(Please note that instructors do not directly manage course enrollment)
Why is my undergraduate course so crowded?
The enrollment limit in undergraduate economics courses is determined by the department; maximum enrollment cannot exceed classroom size. However, most undergraduate courses are severely impacted and demand often exceeds the number of seats available. At the beginning of the semester, you might have more attendees than are listed on your enrollment roster because waitlisted students will be attending your class during the first few weeks of instruction in hope of eventually getting off the waitlist. Students often register for more courses than they intend to take and drop their unwanted courses between the third and fifth week (a.k.a. "shop and drop"). Your classroom may be crowded during this time, but after the fifth-week drop deadline, your room will be able to accommodate all of your enrolled students.
What is my obligation to students on the waitlist?
For undergraduate courses, you will not play a role in giving students a place on the waitlist. If students pressure you for a place on the waitlist, instruct them to write to an advisor at email@example.com. Unless otherwise requested, Cal Central will create a waitlist when your course—or any particular seat-reservation category—is full. Waitlists are managed automatically. Cal Central automatically enrolls waitlisted students as space becomes available, and waitlists are processed four times each day. If a student is on the waitlist, they will simply need to wait until a seat becomes available. If a student mentions any extenuating circumstances for their need to enroll, they may be eligible for a permission number (see below). There is nothing more you need to do.

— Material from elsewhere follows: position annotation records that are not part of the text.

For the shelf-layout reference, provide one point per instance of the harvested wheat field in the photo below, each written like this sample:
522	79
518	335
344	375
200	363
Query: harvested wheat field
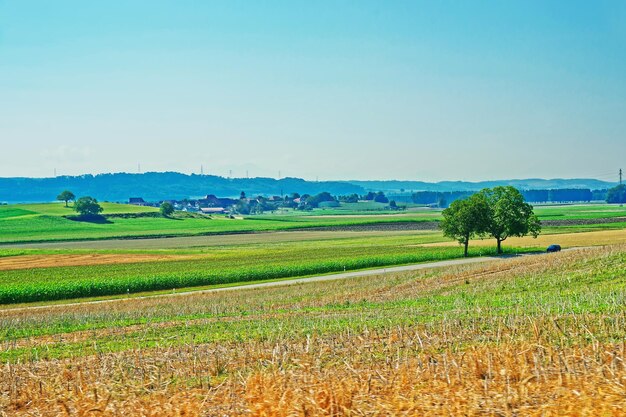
538	336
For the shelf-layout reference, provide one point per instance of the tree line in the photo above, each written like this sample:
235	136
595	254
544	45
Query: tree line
498	212
536	196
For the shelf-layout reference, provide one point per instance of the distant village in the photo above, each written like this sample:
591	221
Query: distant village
211	204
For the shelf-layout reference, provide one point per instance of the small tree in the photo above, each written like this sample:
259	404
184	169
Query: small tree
509	214
87	206
166	209
465	219
66	196
617	194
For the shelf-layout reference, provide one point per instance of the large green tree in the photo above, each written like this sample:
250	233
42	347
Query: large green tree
617	194
465	219
66	196
87	206
509	214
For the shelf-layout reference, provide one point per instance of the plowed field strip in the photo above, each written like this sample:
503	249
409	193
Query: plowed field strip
48	261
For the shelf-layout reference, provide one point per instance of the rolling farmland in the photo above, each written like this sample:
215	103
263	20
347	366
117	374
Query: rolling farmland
536	334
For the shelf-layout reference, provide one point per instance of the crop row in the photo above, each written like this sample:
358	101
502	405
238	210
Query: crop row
47	284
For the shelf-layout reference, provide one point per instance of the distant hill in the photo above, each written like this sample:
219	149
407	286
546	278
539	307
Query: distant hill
154	186
525	184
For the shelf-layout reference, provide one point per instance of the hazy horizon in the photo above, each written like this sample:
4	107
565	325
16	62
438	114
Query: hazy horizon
418	91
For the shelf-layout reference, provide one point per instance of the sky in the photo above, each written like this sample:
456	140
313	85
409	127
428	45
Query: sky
333	90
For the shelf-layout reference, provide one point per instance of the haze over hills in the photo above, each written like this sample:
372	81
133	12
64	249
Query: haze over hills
154	186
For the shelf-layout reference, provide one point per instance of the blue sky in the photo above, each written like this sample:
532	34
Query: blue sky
418	90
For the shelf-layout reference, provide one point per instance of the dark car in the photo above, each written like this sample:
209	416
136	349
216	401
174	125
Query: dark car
553	248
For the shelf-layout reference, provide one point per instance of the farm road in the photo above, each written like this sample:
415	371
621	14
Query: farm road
317	278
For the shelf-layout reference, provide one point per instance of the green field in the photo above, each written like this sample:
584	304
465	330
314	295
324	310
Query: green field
46	222
503	337
216	265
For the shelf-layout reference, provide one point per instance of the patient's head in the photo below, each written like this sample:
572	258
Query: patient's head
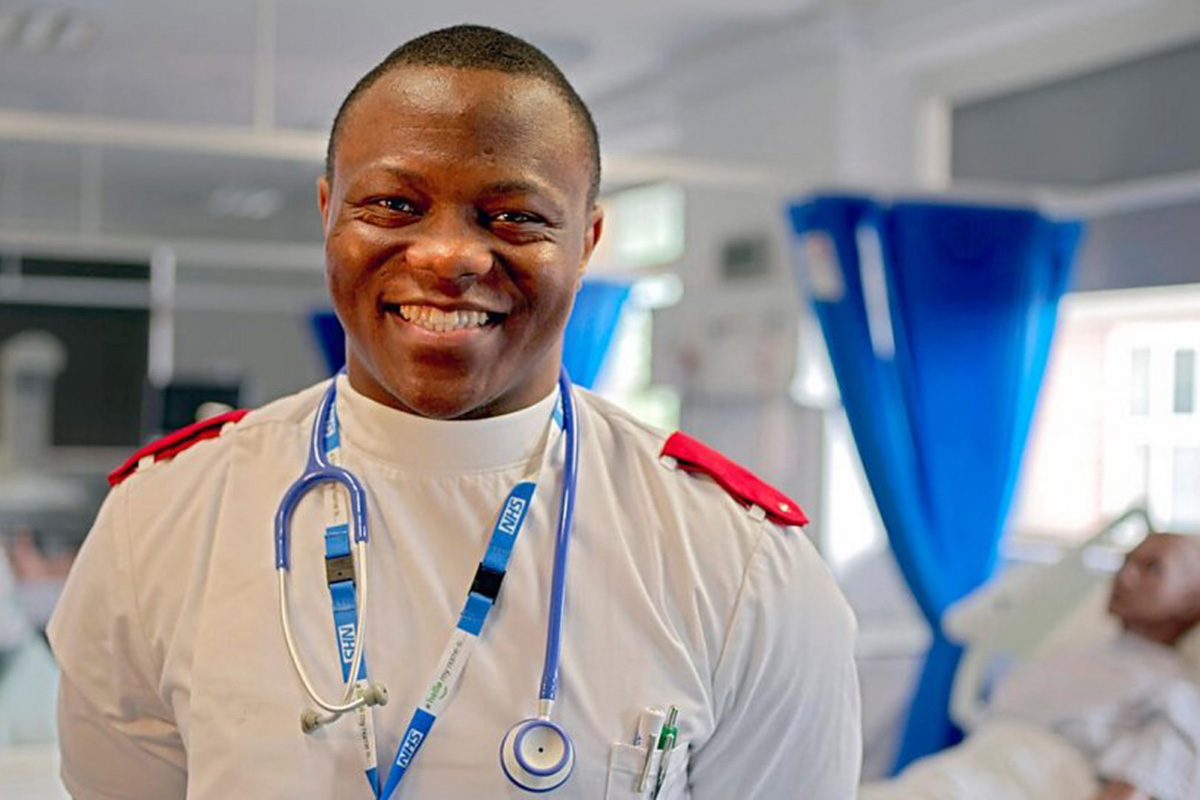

What is the "Permission Number" process?
Most classes have a few seats set aside for enrollment by permission number. In the Econ Dept, these seats are managed by the Head GSI (firstname.lastname@example.org) by means of an application process and a set of priorities (majors, graduating seniors, etc). Please direct any students interested in applying for a permission number to room 548 Evans Hall the first 2 weeks of classes. The Head GSI accepts paper applications for permission numbers starting the first day of classes and up to the end of the second week of classes. If there happens to be a student you specifically want enrolled into the course, please let the Head GSI know.
Are students automatically dropped for non-attendance?
No. Students may be dropped from impacted courses (1, 100A/B, 136, 140…) if they fail to attend their section during the first week, but this process is entirely handled by the GSIs and staff. Otherwise, it is up to the student to drop themselves from a course.
Can I have a student dropped from the course?
You can drop students who have not attended class within the first two weeks, or who do not meet the prerequisites for the course, by contacting the Head GSI (email@example.com). Students cannot be dropped for any other reason.
Can I add an undergraduate student to my graduate level course?
Undergraduate students may enroll in graduate-level courses, but only with the instructor's approval. If you feel an undergraduate student is qualified to enroll in your course, please send an email to Patrick Allen (firstname.lastname@example.org) with the student's name and SID. He will provide them with the necessary procedures to enroll. If the course is impacted, undergraduate students must wait until at least the end of the 3rd week of class to ensure all graduate students have been given an opportunity to enroll first.
How late in the semester are students allowed to drop or add my course?
Undergraduates may drop or add most classes up until Friday of the fifth week of the semester. Changes to students' schedules after these deadlines are extremely rare and require the student to petition the Dean of the College of Letters and Science (see below).
Graduate students may add or drop until the last day of instruction.
Should I sign a Request for Exceptional Change to Class Schedule?
After the fifth week of the semester, any changes to an undergraduate student's schedule are rarely permitted and require the student to petition the Dean of L&S. Students who are pursuing a dean's approval will ask you to sign the faculty verification portion of a Request for Exceptional Change to Class Schedule. You should sign this because the form supplies the dean with information about attendance and academic performance that he or she will need to make their decision. Your signature is not an endorsement of the student's request--the decision will be adjudicated by the dean.
What are the policies for allowing concurrent enrollment?
The Concurrent Enrollment program allows individuals to enroll for credit in regular campus courses through UC Berkeley Extension without formally applying and being admitted to the University. Individuals must meet course prerequisites and can be admitted only if space is available after all regular students have been admitted. The enrollment of concurrent students is at the discretion of the Department, and enrollment is subject to any conditions the instructor or Department may prescribe.
Concurrent-enrollment procedures for the Economics Department follow a 3-step process. Step 1: Student completes the online application with the Concurrent Enrollment program. Step 2: If the student is accepted by UC Berkeley Extension, their request for a particular course is entered into an enrollment database that is shared with the Economics Department. Step 3: If space is available in the requested course, the department's enrollment manager will approve the request and the student will become enrolled. This approval can and often does require waiting until the end of the 4th or 5th week of the semester.
Students who enrolled in your course through concurrent enrollment will be identified on your enrollment roster as UC Berkeley Extension students.